Further, she suggested that the committee's conclusions were "conservative." Air Force Reservists' exposures could, in fact, have been far higher.

Between their decade of deployment in Operation Ranch Hand, a large-scale defoliation mission in Vietnam and other countries in Southeast Asia, and their new stateside assignments with the Air Force Reserve, the C-123s underwent no testing or decontamination. It wasn't until 1979, when crews complained about chemical smells, that officials took the first measures of potential contamination. Samples of wiped surfaces in 1994, and again in 2009, supplemented this 1979 air sample data. Nearly all the planes have since been smelted.

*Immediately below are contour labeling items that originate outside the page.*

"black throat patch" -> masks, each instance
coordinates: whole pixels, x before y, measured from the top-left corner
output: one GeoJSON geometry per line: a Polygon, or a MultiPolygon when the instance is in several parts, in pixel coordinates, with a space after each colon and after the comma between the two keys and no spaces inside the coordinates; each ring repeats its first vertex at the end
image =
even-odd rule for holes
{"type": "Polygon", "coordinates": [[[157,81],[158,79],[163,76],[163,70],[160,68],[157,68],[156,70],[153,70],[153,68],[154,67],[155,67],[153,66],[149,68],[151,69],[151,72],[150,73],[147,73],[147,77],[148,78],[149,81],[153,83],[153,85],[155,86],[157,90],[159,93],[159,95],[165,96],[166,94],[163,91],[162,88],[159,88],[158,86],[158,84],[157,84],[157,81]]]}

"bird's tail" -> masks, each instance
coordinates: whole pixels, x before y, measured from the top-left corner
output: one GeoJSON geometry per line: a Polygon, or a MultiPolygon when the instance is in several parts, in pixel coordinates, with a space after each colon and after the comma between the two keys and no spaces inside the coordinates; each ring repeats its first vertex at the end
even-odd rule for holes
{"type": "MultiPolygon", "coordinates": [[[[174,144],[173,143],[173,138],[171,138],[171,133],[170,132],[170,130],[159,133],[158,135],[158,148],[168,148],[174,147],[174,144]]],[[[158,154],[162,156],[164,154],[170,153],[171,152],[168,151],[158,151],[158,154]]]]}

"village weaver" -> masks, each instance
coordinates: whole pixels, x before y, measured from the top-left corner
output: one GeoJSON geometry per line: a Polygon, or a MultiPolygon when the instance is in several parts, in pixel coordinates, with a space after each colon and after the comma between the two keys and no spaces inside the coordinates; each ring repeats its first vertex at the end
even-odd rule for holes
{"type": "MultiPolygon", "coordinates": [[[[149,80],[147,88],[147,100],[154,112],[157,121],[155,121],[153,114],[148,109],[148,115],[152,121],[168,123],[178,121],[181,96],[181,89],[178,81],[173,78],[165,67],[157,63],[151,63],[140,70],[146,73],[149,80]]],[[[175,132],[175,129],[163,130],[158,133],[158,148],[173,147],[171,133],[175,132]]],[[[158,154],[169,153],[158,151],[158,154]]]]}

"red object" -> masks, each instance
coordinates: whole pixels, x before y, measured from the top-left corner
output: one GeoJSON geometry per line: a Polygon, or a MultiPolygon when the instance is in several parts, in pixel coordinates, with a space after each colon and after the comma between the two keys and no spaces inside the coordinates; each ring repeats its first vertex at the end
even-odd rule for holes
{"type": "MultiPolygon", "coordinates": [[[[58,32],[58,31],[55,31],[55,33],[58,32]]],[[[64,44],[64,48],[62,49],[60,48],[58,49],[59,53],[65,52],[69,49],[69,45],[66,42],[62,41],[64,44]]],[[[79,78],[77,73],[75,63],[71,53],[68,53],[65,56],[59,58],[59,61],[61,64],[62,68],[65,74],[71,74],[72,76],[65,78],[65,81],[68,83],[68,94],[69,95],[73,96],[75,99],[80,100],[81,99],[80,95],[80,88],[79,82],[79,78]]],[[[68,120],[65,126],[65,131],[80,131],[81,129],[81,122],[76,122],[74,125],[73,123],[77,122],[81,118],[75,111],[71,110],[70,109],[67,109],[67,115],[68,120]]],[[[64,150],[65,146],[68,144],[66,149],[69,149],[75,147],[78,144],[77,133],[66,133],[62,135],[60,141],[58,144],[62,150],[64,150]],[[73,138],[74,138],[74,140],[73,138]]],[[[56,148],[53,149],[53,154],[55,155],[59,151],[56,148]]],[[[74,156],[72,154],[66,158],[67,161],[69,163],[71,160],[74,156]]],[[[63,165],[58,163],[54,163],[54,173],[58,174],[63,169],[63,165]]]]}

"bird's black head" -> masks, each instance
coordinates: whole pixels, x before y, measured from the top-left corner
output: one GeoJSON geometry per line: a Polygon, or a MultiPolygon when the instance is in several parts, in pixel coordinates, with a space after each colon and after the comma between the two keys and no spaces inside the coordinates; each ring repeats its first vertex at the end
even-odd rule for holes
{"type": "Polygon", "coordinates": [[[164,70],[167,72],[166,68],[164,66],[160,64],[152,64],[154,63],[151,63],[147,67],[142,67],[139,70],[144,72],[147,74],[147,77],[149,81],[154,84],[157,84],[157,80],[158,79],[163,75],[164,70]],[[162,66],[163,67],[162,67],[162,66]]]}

Given the dearth of data, and a lack of consensus among committee members on how to accurately recreate levels of contamination present at the time of the veterans' potential exposure, the Institute of Medicine panel considered only the trace amounts of herbicide remaining in a sample of the planes, and the risks of ingesting the herbicide.

"The levels back when reservists were on the planes would've been at least as high [as what was measured]," McCauley said. "We also know they could have been breathing it in and absorbing it through their skin."

Retired Maj. Wes Carter, who served aboard C-123s after Vietnam, has been leading the effort on behalf of this group of post-war veterans for the past few years. He said there were "hugs all around" with the release of the findings on Friday.

"This is a big deal," he said. "This is a giant step closer to justice."

Still, Carter, Stellman and other experts and advocates couched their enthusiasm, lamenting the lost years during which the VA repeatedly denied claims from veterans who said they were sickened by the residual toxins.

The Institute of Medicine committee itself criticized aspects of influential Air Force studies as "inaccurate" and "unreasonable," including an apparent attempt to associate a lack of proof of harm with proof of no harm. An Air Force spokesperson told HuffPost that their team is currently reviewing the Institute of Medicine report and could not yet comment.

"This is deceitful delay. It's hard to tell conspiracy from incompetence," said Stellman. "The history of the VA with regard to Agent Orange is one of their having to be dragged kicking and screaming along the way."

Erickson of the VA said that it's only within the last year or so that the science pointing to health risks associated with dried Agent Orange residues has become part of the "broader discussion."

"There's been a number of competing opinions," he added. "But with the evolution of our understanding, we've been moving forward."

Stellman insists that the basis of the findings made by her research team and the Institute of Medicine committee concerning the volatility of these dried residues is not exactly new science. "That's ludicrous. All of the things in this report are points that have been made repeatedly to the VA," she said, pointing to letters, meetings and even a 2008 study concerning the volatility of compounds such as dioxin referenced in her 2014 paper.

Over the past few years, scientists with the U.S. Centers for Disease Control and Prevention and the National Institute of Environmental Health Sciences, among others, have also posited that veterans who flew in post-war planes were exposed and that the VA's presumption should be expanded to include them.

"We asked for help in 2011," added Carter, who earned VA benefits due to injuries he sustained during the Gulf War, and therefore is not personally affected by the current VA roadblocks. "I've lost more friends this last month. It still hurts."